Monday, May 11, 2009

Big Brother in 2007

Big Brother in 2007

I remember when the book 1984 was required reading in High School. At university it was discussed and mentioned many times to make a point: that the masses can be controlled both physically and mentally.

The kids in my neighborhood haven’t even heard of it, and that concerns me. Who is big brother, how can you recognize him, and why has he been forgotten?
Know first off that mind control exists, and in the sixties and seventies this consideration seemed very important, especially after what we saw in Nazi Germany. “Big Brother” was real…

It is a given that television, and the media at large, promotes agendas, their specific agendas, with money as the primary guiding force. There are enough people around to support the most graphic violence, and the most sadistic of sex. Why it is so difficult to counter? It sells.

So twisted are mainstream thoughts that kids might be allowed to watch a woman shot in her breasts, but not be allowed to watch her have sex.

Movies like “Sin City,” “Kill Bill,” and the new blockbuster hit “300” is a testament to a new kind of ultra violence, so well orquestrated and received. Based in reality? Surely, someone must have ridden a rhinoceros into battle at least once?

No, they are hits because they are entertaining to the masses. They enlist that perverse violent/sexual nature found deep in man. It is the reason “The American Way” was left out of Superman, it just didn’t promote well overseas. They gave up America for the almighty buck!

Black men drinking in wild-west bars, straddling cowgirls in blue jeans, quick draw Sherriff’s, and “Sundance” heroes, have nothing to do with reality, or history, but promotion of an idea. Big Brother is good with ideas, and though they may seem both imaginative and original, their primary use is to sell, an action figure, a t-shirt, an idea.

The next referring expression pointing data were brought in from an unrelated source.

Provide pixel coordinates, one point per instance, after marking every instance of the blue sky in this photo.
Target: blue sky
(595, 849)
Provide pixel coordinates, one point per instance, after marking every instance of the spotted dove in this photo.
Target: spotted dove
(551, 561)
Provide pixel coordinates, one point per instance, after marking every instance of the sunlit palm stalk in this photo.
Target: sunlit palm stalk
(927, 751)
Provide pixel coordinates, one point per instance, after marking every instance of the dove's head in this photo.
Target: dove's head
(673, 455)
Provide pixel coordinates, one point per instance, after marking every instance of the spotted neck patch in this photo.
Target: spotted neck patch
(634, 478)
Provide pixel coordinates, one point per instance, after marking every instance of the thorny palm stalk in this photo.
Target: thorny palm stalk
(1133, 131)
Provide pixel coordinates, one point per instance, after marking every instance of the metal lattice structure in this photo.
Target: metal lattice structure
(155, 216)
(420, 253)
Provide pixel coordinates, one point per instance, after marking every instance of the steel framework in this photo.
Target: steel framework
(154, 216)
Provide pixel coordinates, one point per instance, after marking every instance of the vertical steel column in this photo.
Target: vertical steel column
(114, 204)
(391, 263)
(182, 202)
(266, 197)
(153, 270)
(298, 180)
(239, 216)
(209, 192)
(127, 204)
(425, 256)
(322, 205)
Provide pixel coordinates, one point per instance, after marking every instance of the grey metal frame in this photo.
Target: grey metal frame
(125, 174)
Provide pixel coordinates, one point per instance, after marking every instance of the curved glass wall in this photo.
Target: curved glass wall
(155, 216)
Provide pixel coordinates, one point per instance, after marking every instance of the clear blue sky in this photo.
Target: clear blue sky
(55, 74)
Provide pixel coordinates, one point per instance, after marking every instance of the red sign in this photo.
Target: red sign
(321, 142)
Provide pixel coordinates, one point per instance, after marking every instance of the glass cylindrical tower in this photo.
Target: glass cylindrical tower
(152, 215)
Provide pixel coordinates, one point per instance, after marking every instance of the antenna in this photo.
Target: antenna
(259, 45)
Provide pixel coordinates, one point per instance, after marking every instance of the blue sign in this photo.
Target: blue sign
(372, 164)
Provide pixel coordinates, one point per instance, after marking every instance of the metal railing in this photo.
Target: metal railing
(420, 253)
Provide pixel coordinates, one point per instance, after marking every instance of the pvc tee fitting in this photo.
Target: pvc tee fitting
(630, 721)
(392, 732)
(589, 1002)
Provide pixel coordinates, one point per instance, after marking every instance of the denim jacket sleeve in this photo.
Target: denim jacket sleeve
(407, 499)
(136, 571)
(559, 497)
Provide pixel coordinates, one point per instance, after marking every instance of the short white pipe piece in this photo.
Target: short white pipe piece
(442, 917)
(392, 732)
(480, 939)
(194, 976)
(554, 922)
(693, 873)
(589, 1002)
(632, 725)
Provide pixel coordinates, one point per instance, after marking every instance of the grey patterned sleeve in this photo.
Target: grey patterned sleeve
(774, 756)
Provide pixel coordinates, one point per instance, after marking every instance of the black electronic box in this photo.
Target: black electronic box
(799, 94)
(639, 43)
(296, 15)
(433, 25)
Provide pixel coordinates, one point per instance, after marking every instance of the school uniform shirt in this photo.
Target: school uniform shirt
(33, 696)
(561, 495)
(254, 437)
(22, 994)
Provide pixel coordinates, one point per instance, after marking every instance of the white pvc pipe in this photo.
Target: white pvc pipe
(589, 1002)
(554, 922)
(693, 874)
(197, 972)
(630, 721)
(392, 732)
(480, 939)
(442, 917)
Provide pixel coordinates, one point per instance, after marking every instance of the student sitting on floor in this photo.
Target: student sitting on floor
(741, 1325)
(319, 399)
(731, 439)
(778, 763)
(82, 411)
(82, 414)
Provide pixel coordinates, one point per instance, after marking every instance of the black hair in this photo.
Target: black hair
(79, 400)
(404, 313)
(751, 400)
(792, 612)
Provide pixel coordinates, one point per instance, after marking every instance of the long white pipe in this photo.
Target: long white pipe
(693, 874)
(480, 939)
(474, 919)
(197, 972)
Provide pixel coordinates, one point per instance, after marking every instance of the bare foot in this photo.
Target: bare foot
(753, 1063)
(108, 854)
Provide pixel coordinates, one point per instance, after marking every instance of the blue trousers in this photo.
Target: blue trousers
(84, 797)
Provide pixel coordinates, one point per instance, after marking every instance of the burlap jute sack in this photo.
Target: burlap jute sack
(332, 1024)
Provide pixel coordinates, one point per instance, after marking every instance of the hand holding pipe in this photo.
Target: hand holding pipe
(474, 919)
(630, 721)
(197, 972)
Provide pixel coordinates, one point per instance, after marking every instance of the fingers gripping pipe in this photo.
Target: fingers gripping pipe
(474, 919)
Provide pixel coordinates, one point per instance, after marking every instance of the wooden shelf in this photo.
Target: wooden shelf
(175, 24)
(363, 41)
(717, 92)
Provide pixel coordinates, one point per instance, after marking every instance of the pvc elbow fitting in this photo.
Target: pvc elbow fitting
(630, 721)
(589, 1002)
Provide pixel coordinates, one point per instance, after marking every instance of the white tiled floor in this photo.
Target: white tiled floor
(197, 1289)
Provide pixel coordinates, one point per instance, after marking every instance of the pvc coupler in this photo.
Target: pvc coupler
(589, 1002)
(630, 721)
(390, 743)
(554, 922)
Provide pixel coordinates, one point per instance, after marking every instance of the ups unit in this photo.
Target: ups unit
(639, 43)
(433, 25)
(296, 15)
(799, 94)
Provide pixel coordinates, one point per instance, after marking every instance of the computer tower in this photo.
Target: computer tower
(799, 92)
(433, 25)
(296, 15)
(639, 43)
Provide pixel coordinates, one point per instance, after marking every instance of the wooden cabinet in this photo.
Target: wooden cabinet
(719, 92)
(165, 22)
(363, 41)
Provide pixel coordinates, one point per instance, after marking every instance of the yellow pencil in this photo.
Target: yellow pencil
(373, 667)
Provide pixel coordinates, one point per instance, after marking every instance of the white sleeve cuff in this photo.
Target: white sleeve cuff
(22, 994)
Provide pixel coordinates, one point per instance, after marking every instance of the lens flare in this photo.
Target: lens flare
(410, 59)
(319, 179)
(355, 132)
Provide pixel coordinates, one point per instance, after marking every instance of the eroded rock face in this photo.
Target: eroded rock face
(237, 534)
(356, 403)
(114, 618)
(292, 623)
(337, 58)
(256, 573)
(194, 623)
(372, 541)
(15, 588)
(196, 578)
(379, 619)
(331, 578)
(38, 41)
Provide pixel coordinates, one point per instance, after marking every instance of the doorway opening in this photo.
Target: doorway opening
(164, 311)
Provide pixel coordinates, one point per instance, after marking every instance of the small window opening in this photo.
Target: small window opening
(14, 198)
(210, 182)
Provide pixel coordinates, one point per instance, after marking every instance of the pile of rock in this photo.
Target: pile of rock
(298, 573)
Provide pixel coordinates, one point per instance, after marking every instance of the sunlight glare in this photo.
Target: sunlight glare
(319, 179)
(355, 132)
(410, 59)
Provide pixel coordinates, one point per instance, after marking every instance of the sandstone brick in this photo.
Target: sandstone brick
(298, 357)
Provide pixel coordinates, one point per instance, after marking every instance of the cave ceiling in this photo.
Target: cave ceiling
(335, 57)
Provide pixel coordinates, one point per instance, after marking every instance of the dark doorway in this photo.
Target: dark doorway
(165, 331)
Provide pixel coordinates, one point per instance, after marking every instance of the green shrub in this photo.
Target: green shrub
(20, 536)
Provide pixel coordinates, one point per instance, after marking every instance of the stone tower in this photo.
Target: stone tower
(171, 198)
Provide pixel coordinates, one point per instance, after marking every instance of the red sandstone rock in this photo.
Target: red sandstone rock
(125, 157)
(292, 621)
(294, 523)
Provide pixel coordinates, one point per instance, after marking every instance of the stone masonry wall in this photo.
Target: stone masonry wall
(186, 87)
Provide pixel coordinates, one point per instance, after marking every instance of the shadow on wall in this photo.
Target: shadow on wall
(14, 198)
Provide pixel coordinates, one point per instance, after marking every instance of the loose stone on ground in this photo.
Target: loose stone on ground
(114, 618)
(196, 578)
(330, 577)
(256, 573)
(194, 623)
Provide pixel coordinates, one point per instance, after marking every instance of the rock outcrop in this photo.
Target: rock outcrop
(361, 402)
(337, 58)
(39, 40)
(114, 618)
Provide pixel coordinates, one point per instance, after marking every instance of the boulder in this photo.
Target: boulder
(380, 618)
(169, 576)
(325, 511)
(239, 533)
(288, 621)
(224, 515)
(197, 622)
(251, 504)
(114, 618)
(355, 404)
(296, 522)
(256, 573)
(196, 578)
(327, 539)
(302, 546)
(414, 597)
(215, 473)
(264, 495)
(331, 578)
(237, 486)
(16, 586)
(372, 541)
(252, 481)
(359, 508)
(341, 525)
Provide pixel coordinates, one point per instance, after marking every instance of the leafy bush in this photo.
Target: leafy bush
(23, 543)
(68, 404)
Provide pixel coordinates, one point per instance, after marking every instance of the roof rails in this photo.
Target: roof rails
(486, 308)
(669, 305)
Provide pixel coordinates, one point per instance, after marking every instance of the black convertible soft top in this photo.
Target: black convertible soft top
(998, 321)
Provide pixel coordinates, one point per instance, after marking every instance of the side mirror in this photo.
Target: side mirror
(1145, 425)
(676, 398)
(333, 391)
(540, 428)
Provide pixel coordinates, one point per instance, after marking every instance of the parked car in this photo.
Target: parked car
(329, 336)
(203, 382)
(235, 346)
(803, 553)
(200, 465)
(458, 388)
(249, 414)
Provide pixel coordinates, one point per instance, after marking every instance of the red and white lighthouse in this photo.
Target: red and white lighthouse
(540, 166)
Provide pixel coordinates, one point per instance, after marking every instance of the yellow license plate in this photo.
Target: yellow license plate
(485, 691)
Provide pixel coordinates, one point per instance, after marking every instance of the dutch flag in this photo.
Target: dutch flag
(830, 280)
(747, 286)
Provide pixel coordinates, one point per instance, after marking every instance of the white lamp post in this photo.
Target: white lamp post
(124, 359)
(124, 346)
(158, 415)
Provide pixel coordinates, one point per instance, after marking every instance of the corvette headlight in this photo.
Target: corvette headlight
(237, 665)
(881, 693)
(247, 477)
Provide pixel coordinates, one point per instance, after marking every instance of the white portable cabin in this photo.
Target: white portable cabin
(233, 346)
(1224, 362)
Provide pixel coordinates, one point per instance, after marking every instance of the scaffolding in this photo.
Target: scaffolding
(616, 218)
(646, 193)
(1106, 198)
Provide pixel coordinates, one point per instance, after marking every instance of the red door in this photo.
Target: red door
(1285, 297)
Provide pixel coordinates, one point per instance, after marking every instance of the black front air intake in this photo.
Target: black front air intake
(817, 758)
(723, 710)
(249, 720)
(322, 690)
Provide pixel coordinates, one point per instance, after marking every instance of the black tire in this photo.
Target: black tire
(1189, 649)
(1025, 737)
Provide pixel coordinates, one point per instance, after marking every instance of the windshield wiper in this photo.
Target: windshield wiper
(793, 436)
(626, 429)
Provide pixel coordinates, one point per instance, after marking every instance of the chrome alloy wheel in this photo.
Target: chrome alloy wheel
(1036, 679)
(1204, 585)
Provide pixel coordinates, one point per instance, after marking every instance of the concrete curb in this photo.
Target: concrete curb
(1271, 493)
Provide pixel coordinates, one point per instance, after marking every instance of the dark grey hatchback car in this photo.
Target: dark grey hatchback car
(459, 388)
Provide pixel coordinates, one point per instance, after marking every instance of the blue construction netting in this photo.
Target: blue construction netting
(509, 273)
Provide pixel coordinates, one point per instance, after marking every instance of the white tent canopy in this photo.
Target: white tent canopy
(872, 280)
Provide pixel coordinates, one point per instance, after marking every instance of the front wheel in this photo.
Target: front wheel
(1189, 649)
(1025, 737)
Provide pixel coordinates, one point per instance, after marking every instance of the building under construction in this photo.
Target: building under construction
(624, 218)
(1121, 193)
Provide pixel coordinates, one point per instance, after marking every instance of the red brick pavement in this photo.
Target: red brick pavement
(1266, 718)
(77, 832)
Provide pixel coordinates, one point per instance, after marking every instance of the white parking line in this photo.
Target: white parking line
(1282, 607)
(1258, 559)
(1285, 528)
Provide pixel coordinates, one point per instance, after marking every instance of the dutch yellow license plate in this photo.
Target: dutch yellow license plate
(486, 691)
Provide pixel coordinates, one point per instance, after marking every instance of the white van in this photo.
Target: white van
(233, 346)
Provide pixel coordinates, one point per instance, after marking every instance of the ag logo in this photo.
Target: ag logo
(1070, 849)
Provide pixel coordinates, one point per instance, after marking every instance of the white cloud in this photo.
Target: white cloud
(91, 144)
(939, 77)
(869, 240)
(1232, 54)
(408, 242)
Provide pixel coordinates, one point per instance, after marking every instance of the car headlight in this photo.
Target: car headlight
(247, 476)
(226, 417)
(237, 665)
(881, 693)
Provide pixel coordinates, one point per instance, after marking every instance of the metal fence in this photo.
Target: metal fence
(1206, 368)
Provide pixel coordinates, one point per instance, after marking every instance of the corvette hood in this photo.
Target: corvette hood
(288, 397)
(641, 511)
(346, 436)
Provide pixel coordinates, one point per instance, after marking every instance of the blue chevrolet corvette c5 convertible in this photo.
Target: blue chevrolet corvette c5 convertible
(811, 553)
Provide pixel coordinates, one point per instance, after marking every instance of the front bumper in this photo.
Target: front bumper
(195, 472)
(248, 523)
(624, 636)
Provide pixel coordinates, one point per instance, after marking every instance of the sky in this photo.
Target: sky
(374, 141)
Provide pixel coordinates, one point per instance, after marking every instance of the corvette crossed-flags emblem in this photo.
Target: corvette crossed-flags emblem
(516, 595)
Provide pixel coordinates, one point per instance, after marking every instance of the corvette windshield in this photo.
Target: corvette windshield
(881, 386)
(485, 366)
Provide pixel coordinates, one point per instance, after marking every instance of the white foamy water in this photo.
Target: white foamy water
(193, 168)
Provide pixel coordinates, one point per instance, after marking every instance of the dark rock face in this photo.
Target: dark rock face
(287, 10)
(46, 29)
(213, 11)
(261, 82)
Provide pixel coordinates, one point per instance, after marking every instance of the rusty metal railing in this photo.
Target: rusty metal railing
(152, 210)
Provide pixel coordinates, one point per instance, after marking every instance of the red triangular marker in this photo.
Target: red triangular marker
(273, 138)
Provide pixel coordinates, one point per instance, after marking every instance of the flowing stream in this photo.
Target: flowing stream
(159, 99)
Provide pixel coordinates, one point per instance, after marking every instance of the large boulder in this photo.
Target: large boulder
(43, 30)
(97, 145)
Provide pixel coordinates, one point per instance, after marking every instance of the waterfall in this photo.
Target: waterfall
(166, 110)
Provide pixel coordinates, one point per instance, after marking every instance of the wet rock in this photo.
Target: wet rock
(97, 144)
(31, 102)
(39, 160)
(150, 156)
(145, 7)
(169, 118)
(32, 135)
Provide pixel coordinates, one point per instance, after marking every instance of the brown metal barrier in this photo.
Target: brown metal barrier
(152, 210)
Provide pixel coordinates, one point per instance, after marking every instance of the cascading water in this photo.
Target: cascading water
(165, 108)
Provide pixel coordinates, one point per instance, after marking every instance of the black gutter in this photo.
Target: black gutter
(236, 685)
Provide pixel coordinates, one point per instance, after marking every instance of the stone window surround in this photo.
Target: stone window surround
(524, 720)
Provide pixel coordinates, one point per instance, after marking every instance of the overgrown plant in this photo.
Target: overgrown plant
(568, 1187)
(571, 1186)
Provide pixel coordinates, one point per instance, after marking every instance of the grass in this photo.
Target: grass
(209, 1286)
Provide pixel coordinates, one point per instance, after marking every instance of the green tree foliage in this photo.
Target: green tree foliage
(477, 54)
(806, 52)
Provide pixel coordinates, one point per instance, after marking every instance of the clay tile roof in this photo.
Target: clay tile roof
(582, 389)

Big Brother blinds us from remembering where we came from, with uncertainty of what we are becoming. Metro-sexual men with no clear rite of passage grapple with the ambiguity of who they are, and women, once strong and amoral, submit to the allure of a Big Brother pitch without questioning why. Both find the other confusing and adversarial, and the reason 50 percent of marriages hit a wall.

It isn’t in vogue to mention that only Love can see us through. If our motives aren’t inspired by Love, they just aren’t very worthy. Oh Brother, what a concept!